On the Virgin’s feast day, September 7th, the faithful come to Cuba’s National Sanctuary of Our Lady of Regla, continuing a tradition that began in the 17th century. The image that we see today is an exact copy of the head of the original statue. It was brought from Spain in 1696 by Sergeant Major Don Pedro de Aranda y Avellaneda and placed on the altar of the church that substituted the original wooden structure, which was destroyed by a hurricane. Today’s Sanctuary, a modest and humble building erected from 1811 to 1818, is far from majestic. Its altars are not filled with gold or other material riches. It stands on a small rise fittingly facing the sea.
The statue of the Black Madonna, as it is also known, has lived an adventurous life. When Havana was captured by the British in 1762, it was taken to the church of the small town of El Calvario, and then to a sugar mill in nearby Managua. This was done to prevent the statue from falling in the hands of the subjects of “treacherous Albion.” In 1958, it was abducted, with the priest’s knowledge and consent, by young revolutionaries who opposed Batista’s dictatorship.

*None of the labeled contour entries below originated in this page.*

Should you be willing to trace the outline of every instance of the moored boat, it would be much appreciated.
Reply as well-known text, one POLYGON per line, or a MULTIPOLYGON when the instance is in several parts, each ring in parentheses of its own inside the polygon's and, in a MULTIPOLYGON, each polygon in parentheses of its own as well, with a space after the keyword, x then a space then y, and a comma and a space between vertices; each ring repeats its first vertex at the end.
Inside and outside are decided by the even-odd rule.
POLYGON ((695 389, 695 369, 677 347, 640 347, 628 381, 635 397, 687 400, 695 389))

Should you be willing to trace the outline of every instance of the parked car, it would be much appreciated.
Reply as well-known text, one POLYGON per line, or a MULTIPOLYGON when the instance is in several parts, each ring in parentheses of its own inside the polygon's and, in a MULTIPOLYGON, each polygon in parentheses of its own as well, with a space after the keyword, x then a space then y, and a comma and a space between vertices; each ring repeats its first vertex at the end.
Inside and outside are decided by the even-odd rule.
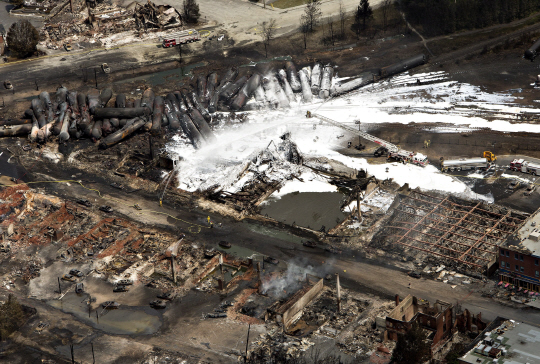
POLYGON ((101 69, 105 73, 111 73, 111 69, 110 69, 110 67, 109 67, 109 65, 107 63, 102 63, 101 64, 101 69))
POLYGON ((270 263, 270 264, 274 264, 274 265, 277 265, 279 263, 279 260, 277 260, 276 258, 272 258, 272 257, 264 257, 264 261, 266 263, 270 263))
POLYGON ((219 242, 219 246, 225 249, 230 248, 232 245, 228 241, 222 240, 219 242))
POLYGON ((69 271, 69 274, 71 274, 72 276, 75 276, 75 277, 82 277, 83 274, 80 270, 78 269, 72 269, 69 271))
POLYGON ((506 188, 509 190, 517 190, 520 185, 521 183, 519 181, 513 180, 508 184, 508 186, 506 186, 506 188))
POLYGON ((302 245, 307 246, 308 248, 315 248, 317 243, 311 240, 304 241, 302 245))
POLYGON ((121 185, 120 183, 116 183, 116 182, 111 183, 111 187, 118 188, 119 190, 124 189, 123 185, 121 185))
POLYGON ((64 275, 62 276, 62 279, 63 279, 64 281, 75 282, 75 279, 76 279, 76 278, 73 277, 71 274, 64 274, 64 275))
POLYGON ((174 299, 174 293, 172 293, 172 292, 162 292, 157 296, 157 298, 160 298, 162 300, 170 301, 170 300, 174 299))
POLYGON ((101 307, 103 308, 118 308, 120 307, 120 304, 115 301, 105 301, 101 304, 101 307))
POLYGON ((78 204, 81 204, 83 206, 86 206, 86 207, 92 207, 92 204, 90 203, 90 201, 88 200, 85 200, 84 198, 80 198, 77 200, 77 203, 78 204))
POLYGON ((531 184, 531 185, 527 186, 527 190, 526 190, 525 192, 523 192, 523 194, 524 194, 525 196, 530 196, 530 195, 532 195, 532 193, 534 192, 534 190, 536 190, 536 185, 532 185, 532 184, 531 184))
POLYGON ((129 291, 129 288, 127 288, 127 286, 123 286, 123 285, 118 285, 116 287, 114 287, 113 289, 113 292, 127 292, 129 291))
POLYGON ((326 250, 327 252, 332 253, 332 254, 341 254, 341 250, 339 250, 338 248, 335 248, 333 246, 327 246, 326 248, 324 248, 324 250, 326 250))
POLYGON ((109 213, 109 214, 110 214, 111 212, 113 212, 112 207, 107 206, 107 205, 105 205, 105 206, 100 206, 99 209, 100 209, 101 211, 107 212, 107 213, 109 213))
POLYGON ((150 302, 150 307, 152 308, 165 308, 167 307, 167 302, 163 301, 163 300, 154 300, 152 302, 150 302))
POLYGON ((37 325, 36 331, 37 331, 37 332, 41 332, 41 331, 45 330, 45 328, 47 328, 48 326, 49 326, 49 323, 41 321, 41 322, 37 325))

As with Our Lady of Charity, devotion for Our Lady of Regla is part of this wonderful potpourri, which, according to the Cuban scholar Don Fernando Ortiz, is the basis of the Cuban nationality. The Virgin of Regla is syncretized with the Orisha Yemayá, owner of the moon, the seas and everything that lives there. She is vested with marine symbols, such as shells, conches, anchors, boats, corals, seaweeds and starfish. And her color, of course, is blue like the sea. While the pilgrimage of the patron saint of Cuba, Our Lady of Charity, is filled with yellow, the pilgrimage of Our Lady of Regla, the Cuban black virgin, is blue, as befits the Queen of the Seas.